Den verheißungsvollen Auftakt der Silbersee-Elf rundete Mittelfeldstratege Kai-Karsten Stock frühzeitig mit einem trockenen Schuss aus Nahdistanz zur 1:0- Führung ab (zwölfte Minute). Sechs Minuten später ließ sich der zuvor selbst im Strafraum von den Beinen geholte Dennis Schweer die Exekution des fälligen . Strafstoßes nicht entgehen. Von den Gästen mit dem Ex-Mellendorfer Torjäger Björn Tiedtke im Angriffszentrum war zu diesem Zeitpunkt herzlich wenig zu sehen. Sicherlich auch der Tatsache geschuldet, dass der seit Wochen überragend spielende Sven Hoffmann seine Deckungsreihe wieder einmal hervorragend organisiert hatte. Die eigene Chancenverwertung ließ dagegen zu wünschen übrig. Im Auslassen guter Möglichkeiten standen sich Arda Evrem, Stanislaus Vetter und Dennis Rossmann um nichts nach. Der Pausenstand schmeichelte daher den Schützlingen von Coach Oliver Gaglin, der mit seinem Ex-Verein Mellendorfer TV nur Siege gegen die Spartaner gewohnt war. Obwohl sich die Platzherren nach dem Seitenwechsel bereits etliche Minuten eher als der Gegner wieder auf dem Spielfeld eingefunden hatten, schienen sie in der 47.Minute in Gedanken wohl noch in der Kabine zu sein. Tiedtke bestrafte die Unachtsamkeit prompt mit dem Anschlusstor. Neue Hoffnung sollte daraus für die Mannschaft aus dem Kreis Neustadt jedoch nicht entstehen, denn die Antwort in Form des Treffers zum 3:1 vom bis dato glücklosen Evrem folgte in der 53.Minute. Eine Gemeinschaftsproduktion des Duos Rossmann/Vetter ging zehn Minuten später dem 4:1 voraus. Vetter musste einen Querpass nur noch über die Torlinie schieben. In der verbleibenden letzten halben Stunde versäumten es die Schwarz-Gelben etwas für die Aufstockung ihres Torkontos zu tun. Entweder verfing man sich in der gegnerischen Abseitsfalle oder scheiterte an den Unzulänglichkeiten beim Abschluss. Am verdienten Erfolg gab es am Ende jedoch keine Zweifel und vielleicht haben sich die Marek/Burgmüller-Schützlinge ja einige Tore für das Nachholspiel am Samstag gegen den inzwischen abstiegsbedrohten SC Wedemark aufgehoben. Die erste Partie zu Saisonbeginn endete mit einem 3:0 für Sparta und bei einer Wiederholung wäre das Punktepolster gegenüber dem Tabellenzweiten TSV Bokeloh bereits auf sieben Zähler angewachsen. Spielbeginn auf dem Sportplatz am Silbersee bereits am Ostersonnabend um 16 Uhr.

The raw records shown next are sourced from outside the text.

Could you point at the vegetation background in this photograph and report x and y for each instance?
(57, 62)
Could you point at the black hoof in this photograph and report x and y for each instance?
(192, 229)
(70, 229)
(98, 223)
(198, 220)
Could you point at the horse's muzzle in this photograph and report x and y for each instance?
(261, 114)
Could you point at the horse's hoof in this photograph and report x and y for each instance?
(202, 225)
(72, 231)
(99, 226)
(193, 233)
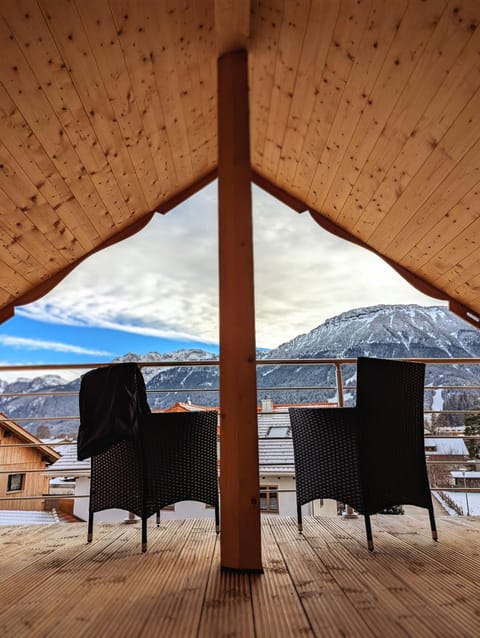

Aufstellung Sparta: Kevin Nöhren; Sven Hoffmann, André Lange, Levent Sönmez (66. Minute Christian Hauptig), Kai-Carsten Stock, Arda Evrem, Bilel Khlifi, Alexander Kuba (54. Minute Daniel Hupp), Stanislaus Vetter, Dennis Schweer, Dennis Rossmann (64. Minute Waldemar Reimche).